Il documentario oramai è sempre meno un tipo di cinema che si limita a documentare.
Lo sguardo soggettivo dell'autore è qualcosa da cui non si può prescindere: un
autore ci offre sempre, anche se non lo fa volontariamente, una sua personale
interpretazione di fatti che lo hanno colpito. Il problema della definizione
della pratica documentaristica rientra nel generale rapporto tra cinema e
realtà. Il genere documentario non può vantare il monopolio esclusivo del
riproporre sullo schermo dati oggettivi, provenienti dal mondo reale. Non
possiamo prendere per buona l'opinione comune che colloca i film di finzione
nel reame della pura fantasia e dell'immaginazione assoluta e i film
documentari nel recinto della riproduzione fedele dei fatti concreti. La
consapevolezza che cerco di trasmettere nelle prime pagine della mia
trattazione è che nei rapporti con la realtà i confini tra film documentario e
film di finzione (o fiction
come si usa dire) sono molto più labili
di quanto si tenda comunemente a credere e a dare per scontato. E' vero che gli
aspetti di stile, di forma narrativa, di struttura di script, per esempio,
possono valere come prove del fatto che quello che stiamo vedendo sia fiction o meno, e viceversa, ma queste non sono le discriminanti che
rendono fiction e documentario tali. Semplicemente non ci sono aspetti formali
necessariamente condivisi da tutti i film di finzione e necessariamente assenti
da tutti i film non di finzione. Visto dunque che molto spesso film di finzione
ricorrono a tecniche stilistiche tipiche del documentario e viceversa, la
distinzione tra fiction
documentario deve essere tracciata
avvalendosi di altri criteri: il criterio per molti più valido è quello di
individuare l'impegno
che l'autore di un film si prende nel
momento in cui presenta al pubblico il suo testo. Come scrive Noël Carroll in
altre parole la distinzione tra fiction e non fiction “is a distinction between
the commitments of the texts, not between the surface of the texts” [Carroll,
1996: 176]. L'assunzione di responsabilità riguardo al contenuto del film da
parte della produzione, può essere un mezzo ulteriore per trasmettere nel modo
più efficace informazioni vere ad un pubblico sempre più vasto. [...] Nel
documentario la ricomposizione, o ricostruzione analogica, della realtà
oggettiva si può realizzare a diversi livelli.
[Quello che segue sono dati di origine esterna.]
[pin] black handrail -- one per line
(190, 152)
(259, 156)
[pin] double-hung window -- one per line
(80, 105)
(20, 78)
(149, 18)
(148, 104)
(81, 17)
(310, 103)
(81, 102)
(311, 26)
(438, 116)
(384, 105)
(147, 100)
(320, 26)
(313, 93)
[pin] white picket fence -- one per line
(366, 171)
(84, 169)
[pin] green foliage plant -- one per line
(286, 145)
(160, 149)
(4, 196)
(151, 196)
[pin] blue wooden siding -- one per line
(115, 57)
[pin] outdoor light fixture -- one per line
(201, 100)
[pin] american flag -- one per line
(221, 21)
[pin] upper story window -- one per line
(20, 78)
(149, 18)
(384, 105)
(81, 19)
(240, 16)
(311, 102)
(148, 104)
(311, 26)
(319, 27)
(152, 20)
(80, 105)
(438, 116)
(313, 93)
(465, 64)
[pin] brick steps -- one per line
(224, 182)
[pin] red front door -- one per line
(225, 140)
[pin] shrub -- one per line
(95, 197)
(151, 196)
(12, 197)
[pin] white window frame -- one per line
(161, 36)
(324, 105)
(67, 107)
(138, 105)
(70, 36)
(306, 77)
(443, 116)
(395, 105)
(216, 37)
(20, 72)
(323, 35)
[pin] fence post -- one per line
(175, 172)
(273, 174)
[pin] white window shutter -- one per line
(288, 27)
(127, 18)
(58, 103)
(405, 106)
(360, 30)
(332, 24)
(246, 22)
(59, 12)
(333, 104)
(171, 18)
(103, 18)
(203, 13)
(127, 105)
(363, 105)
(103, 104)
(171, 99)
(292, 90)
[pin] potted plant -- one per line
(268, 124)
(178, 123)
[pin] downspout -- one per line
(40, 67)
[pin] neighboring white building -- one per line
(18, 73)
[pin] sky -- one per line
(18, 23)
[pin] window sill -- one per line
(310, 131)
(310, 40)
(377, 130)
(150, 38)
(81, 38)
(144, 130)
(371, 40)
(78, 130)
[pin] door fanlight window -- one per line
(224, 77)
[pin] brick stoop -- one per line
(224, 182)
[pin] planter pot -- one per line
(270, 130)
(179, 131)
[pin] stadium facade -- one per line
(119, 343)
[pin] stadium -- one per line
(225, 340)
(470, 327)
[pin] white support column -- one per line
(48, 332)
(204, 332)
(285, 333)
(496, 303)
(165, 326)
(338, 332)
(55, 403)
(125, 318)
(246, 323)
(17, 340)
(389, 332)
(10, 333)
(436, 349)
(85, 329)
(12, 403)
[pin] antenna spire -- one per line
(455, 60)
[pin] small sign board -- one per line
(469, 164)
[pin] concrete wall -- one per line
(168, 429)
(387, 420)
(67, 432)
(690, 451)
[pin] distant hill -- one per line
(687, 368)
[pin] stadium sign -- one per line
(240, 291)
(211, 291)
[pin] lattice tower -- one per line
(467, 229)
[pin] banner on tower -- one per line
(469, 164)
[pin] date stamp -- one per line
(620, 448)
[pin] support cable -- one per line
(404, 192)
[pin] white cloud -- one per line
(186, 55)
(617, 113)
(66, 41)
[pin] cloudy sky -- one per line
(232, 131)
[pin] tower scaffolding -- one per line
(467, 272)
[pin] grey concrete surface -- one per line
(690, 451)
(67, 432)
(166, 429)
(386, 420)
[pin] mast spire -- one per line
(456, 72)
Si tratta di scalini che
progressivamente si avvicinano sempre più al confine del cinema di finzione ma
non lo varcano. Proprio in quella zona grigia a metà strada tra documentario e
fiction sta la docu-fiction. La docu-fiction
non è certo un genere nuovo, tant’è che
il primo autore che fuse fiction e documentario fu Robert Flaherty con Nanook of the North (1922). Questo è stato in un certo senso il primo vero film
di docu-fiction della storia, in cui venivano ricreati e messi in scena
eventi e situazioni che non stavano “accadendo” in modo spontaneo. Diviene
quindi evidente come la problematica fiction/non-fiction sia in realtà
anch’essa relativa, visto che sin dalle origini è stata caratteristica quasi
imprescindibile del “mestiere”. La stessa distinzione tra cinema documentario e
cinema di finzione è in un certo senso arbitraria. [...] La mia trattazione
vuole indagare, senza alcuna pretesa di esaustività, il difficile rapporto tra
fiction e non fiction che si concretizza nella docu-fiction. Per fare questo ho previsto di articolare il lavoro in tre
parti. Nella prima parte cercherò di dare una definizione di documentario
condividendo quella avanzata da Nichols per poi passare ad affrontare la
questione della distinzione tra fiction
e non-fiction. [...]
Il mio tentativo è quello di descrivere le caratteristiche principali e
ricorrenti in una docu-fiction; i suoi obiettivi; di indagare la questione terminologica
ad essa collegata. Illustrerò anche due collaudate tradizioni di docu-fiction, una americana e l'altra inglese: il documentary drama e il dramatized
documentary. Infine esporrò le
critiche che da più direzioni vengono avanzate alla docu-fiction. Tutto ciò non solo avvalendomi di categorie
cinematografiche ma anche di categorie semiotiche e della filosofia del
linguaggio. Nella seconda parte della tesi illustrerò l'attività svolta da me
in sede di tirocinio didattico [...]nell'ambito della produzione della docufiction 150 ore a Pavia con la regia di Francesco Scarpelli. [...] L'ultima parte
della tesi riporta invece i colloqui da me avuti con 5 giovani registi italiani
che lavorano, o hanno lavorato in passato, nell'ambito della docu-fiction: Francesco Scarpelli, Elisabetta Pandimiglio, Matteo
Garrone, Federico Rizzo, Marco Amenta. Con loro ho cercato di indagare il punto
di vista degli addetti ai lavori riguardo alla docu-fiction in contrapposizione a quello visto nella prima parte,
tipicamente da accademici e teorici del cinema.